Die Aktien des US-Elektronikhändlers GameStop sind in den letzten Tagen regelrecht explodiert. Nachdem sie im Dezember und den ersten Januar-Wochen bei unter $20 pro Aktie gehandelt wurden, notierten sie gestern bei weit über $300 pro Aktie.  
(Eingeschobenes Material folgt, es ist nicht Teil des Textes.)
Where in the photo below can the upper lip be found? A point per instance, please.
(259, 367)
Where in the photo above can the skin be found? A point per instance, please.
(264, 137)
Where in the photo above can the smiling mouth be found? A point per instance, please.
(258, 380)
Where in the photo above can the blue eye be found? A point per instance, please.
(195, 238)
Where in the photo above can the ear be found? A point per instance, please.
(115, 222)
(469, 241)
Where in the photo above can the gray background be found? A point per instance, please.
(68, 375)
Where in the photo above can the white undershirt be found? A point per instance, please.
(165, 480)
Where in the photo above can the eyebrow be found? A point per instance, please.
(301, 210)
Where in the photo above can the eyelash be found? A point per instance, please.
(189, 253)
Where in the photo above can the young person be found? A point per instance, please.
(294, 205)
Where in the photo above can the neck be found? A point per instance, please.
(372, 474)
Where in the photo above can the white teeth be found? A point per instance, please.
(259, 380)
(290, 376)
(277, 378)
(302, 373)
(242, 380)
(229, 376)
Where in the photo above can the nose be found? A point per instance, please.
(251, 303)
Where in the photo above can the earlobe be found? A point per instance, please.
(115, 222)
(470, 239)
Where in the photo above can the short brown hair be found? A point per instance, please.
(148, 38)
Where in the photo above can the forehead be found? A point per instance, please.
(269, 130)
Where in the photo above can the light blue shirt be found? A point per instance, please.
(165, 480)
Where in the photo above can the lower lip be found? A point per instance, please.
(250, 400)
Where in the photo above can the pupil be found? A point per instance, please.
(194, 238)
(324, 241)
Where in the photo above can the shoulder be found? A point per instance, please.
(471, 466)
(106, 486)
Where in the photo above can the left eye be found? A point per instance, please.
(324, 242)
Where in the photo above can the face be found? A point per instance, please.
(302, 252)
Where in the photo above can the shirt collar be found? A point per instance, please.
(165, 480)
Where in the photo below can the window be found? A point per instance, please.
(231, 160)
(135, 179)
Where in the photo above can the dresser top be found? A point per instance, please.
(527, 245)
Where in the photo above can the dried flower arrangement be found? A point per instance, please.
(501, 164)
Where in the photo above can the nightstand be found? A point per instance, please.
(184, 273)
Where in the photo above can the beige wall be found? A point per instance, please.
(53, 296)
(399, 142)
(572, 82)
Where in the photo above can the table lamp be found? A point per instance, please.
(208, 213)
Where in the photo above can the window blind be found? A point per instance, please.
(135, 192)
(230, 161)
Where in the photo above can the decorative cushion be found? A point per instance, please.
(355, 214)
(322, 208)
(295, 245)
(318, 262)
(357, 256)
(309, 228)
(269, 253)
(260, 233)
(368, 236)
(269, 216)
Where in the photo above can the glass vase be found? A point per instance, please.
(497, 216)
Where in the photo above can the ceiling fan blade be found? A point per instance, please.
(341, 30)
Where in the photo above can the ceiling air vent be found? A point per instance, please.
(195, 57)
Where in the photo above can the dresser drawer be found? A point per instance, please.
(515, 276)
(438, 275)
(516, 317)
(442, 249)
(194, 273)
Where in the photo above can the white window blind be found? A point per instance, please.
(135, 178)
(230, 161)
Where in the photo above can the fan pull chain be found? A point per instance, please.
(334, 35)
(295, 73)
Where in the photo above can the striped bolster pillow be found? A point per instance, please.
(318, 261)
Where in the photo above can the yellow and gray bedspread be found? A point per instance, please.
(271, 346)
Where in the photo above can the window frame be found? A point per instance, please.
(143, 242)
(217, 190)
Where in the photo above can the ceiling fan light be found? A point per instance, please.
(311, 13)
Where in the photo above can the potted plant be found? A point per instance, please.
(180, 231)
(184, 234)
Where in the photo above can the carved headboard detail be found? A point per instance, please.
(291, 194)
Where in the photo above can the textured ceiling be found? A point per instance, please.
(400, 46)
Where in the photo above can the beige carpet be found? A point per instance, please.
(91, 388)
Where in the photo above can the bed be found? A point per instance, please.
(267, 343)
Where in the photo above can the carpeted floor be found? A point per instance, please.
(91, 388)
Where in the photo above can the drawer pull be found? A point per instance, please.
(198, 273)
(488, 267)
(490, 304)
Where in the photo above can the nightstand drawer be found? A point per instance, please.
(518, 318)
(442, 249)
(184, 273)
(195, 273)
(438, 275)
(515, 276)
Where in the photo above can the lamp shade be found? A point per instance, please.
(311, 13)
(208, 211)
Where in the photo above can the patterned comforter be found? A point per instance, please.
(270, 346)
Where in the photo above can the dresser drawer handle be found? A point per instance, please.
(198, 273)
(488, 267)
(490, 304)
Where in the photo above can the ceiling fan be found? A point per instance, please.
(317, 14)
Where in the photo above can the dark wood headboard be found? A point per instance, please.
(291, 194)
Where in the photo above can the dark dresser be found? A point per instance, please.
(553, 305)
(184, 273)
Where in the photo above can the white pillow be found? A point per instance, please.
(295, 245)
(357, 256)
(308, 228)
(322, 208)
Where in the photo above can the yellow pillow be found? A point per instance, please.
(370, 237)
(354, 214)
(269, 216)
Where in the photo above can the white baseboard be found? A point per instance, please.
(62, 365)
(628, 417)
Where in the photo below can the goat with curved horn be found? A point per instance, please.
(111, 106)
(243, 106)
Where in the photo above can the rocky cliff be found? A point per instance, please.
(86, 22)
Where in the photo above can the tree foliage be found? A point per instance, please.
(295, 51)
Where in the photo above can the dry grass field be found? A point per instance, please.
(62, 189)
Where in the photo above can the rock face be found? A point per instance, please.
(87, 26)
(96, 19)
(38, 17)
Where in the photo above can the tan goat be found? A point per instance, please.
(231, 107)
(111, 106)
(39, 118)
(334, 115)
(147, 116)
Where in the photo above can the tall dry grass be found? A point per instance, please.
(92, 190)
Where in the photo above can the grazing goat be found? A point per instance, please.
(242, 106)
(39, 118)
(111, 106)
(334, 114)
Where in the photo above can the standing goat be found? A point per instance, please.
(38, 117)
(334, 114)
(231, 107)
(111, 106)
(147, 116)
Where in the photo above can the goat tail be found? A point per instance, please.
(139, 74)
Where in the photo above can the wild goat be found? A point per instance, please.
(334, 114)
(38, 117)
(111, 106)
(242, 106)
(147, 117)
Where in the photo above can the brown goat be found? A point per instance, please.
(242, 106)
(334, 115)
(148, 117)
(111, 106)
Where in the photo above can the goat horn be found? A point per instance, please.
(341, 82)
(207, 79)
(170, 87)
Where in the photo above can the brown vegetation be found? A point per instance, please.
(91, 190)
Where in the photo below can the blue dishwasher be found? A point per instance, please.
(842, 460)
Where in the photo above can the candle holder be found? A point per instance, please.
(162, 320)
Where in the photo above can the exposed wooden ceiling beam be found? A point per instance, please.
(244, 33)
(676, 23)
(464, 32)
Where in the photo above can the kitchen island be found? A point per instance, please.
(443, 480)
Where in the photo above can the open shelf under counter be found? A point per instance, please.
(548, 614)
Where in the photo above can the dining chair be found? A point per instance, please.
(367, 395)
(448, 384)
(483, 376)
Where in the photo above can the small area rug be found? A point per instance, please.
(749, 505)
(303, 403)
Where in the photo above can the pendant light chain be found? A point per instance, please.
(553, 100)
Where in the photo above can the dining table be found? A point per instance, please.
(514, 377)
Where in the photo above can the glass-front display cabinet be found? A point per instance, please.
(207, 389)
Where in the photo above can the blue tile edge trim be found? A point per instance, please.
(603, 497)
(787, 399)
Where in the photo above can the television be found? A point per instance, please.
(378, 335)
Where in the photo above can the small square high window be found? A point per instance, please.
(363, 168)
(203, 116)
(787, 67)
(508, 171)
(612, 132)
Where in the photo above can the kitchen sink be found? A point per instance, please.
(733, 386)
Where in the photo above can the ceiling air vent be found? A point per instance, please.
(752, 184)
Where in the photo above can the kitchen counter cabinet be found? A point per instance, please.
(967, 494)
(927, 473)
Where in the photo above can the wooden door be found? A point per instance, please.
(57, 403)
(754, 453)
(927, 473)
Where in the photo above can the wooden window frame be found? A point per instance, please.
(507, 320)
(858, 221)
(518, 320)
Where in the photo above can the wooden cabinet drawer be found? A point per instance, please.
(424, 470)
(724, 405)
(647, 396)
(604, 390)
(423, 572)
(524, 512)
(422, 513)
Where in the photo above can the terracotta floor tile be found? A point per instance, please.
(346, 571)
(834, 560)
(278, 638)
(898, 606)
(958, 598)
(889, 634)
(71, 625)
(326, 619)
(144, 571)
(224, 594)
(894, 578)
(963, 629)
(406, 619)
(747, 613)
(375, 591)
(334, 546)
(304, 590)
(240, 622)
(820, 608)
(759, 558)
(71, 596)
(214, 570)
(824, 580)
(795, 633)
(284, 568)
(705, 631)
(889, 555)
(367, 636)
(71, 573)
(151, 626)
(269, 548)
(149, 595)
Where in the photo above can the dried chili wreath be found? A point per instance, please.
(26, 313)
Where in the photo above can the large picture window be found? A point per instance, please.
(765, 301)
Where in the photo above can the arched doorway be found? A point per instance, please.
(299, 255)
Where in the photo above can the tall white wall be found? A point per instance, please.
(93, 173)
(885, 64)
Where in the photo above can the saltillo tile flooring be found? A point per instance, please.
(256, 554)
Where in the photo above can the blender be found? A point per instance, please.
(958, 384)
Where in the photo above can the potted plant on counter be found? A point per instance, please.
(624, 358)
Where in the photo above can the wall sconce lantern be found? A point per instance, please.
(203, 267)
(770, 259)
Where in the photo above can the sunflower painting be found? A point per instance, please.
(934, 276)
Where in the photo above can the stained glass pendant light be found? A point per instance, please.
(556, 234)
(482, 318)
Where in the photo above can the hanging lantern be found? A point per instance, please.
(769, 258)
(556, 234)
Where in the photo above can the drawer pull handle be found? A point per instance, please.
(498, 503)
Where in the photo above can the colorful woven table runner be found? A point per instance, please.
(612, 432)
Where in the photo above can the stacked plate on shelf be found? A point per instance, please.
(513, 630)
Spektakuläre Bewegungen gibt es nicht nur bei GameStop, sondern auch der Kinokette AMC, dem Bekleidungseinzelhändler Express, neben anderen Unternehmen mit ungewissen Geschäftsaussichten. Warum steigen diese Aktien plötzlich so stark an? Die Coronavirus-Pandemie hat nicht nur die Gewinne der Kinos, sondern auch die des stationären Einzelhandels in Mitleidenschaft gezogen. Es gab kaum positive Nachrichten von diesen Unternehmen oder fundamentale Gründe für die erhöhte Nachfrage nach diesen Aktien.

Was ist also passiert?

Es handelt sich um einen klassischen Short Squeeze. Dieses Mal im Reddit-Stil.  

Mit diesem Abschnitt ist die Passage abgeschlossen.